Lorsque l’enfant regarde la montagne
1988
une nouvelle de Jean-Pierre Velly
publiee en 1991 dans un catalogue de la Galleria Don Chisciotte
Il fait froid en cette fin de novembre, dans la cour de l’école. Un enfant est là, les mains dans les poches, et il regarde.Il regarde les autres qui, heureux, jouent aux billes; mais il regarde surtout leurs billes. L’enfant dont je vous parle, n’avait pas de billes dans ses poches ; il avait les yeux noirs, profonds et scintillants comme la nuit.
Dans ses rêves nocturnes, les étoiles se transformaient en billes. . . . et voilà la Grande Ourse, roulant sur fond de tapis de velour noir, comme le jeu dans la cour de l’école, un jeu de comètes, astres et d’étoiles qui roulent, se croisent, se heurtent dans une explosion de lumière et de bruit. . . tellement de bruit que l’enfant se réveille.
- dans la tête des fragments d’astres- dans l’âme, des étincelles.
Ce fut une de ces étincelles - l’enfant en fut enflammé subitement, et son âme fut envahie par un feu destiné à durer - qui alimenta son espérance. Ainsi, à l’âge de sept ans, il garda soigneusement son projet. Quand il eut quinze ans, il se dit:"Je n’ai jamais possédé de billes, mais maintenant je vais réaliser mon rêve : je n’aurai qu’une bille, une seule, mais la plus grande, la plus belle, la plus parfaite....
........
Il salua son père, sa mère, et partit vers les montagnes.Il marcha des mois à travers champs, plaines et collines. Finalement il rejoignit les montagnes, en explora quelques-unes, en escalada d’autres; du haut des cimes, son regard parcourait le panorama à la recherche de celle qui se rapprochait le plus de l’image rêvée. Il la trouva enfin: les quelques rares arbres et buissons n’arrivaient pas à lui en dissimuler la surface d’ivoire : ces caractéristiques la distinguaient des montagnes sombres avoisinantes, dont les flans étaient, au contraire, couverts d’une végétation fournie et d’immenses arbres au tronc bien droit, comme prédestinés au sort qui les attendait: il les auraient bien utilisé pour ériger un immense échafaudage autour de sa montagne. Il se mit au travail......
Le temps passa. . .
La montagne blanche fut peu à peu prisonnière d’une toile d’araignée de bois.Le jour arriva finalement où elle fut totalement sa captive, sans possibilité de fuite. Il avait apporté avec lui, en plus de ses outils pour sculpter, quelques objets ayant la forme d’un parfait demi-cercle qui l’aideraient à corriger son travail durant son exécution.

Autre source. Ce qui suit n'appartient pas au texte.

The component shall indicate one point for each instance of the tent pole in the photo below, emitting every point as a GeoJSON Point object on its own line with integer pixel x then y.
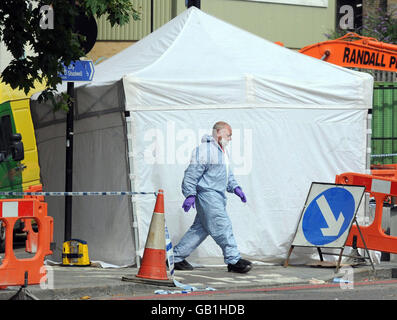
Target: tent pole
{"type": "Point", "coordinates": [69, 162]}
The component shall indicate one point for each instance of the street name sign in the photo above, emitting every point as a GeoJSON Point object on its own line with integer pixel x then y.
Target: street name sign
{"type": "Point", "coordinates": [78, 70]}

Il commença à sculpter la montagne en attaquant les pics et en nivelant les aspérités, érodant la cime; et la montagne commença à prendre forme, s’arrondissant, et, comme il arrive parfois au ventre des femmes, prenant petit à petit une rotondité mobile, vivante (bien que dans sa prison de bois).Et lui, infatigable, grimpait sur les hauteurs environnantes pour mieux observer l’avancement de son travail, contrôlait le profil de la roche, en vérifiait les proportions, descendait de son point d’observation, remontait sur l’énorme échafaudage et continuait son oeuvre.
Lentement, la montagne se décomposait, se réduisant de mois en mois. Et lui, sans se lasser, ne cessait de contrôler, de corriger et d’avancer son travail. La montagne se réduisait, atteignant de plus en plus la perfection d’une sphère.
Son travail dura de longues années..........
.........
Vint le jour de la récompense, le dernier contrôle le lui confirma: la sphère était parfaite! Pendant tout ce temps, il avait vécu dans une petite cabane. Il s’y rendit, il s’allongea sur son grabat, serrant dans sa main engourdie la sphère parfaite. Il avait 90 ans. La sphère avait la taille d’une bille.À l’endroit où s’élevait la montagne, il y avait maintenant une étendue d’éclats blancs, scintillants, qui faisait penser parfois à la neige. . . . . . . .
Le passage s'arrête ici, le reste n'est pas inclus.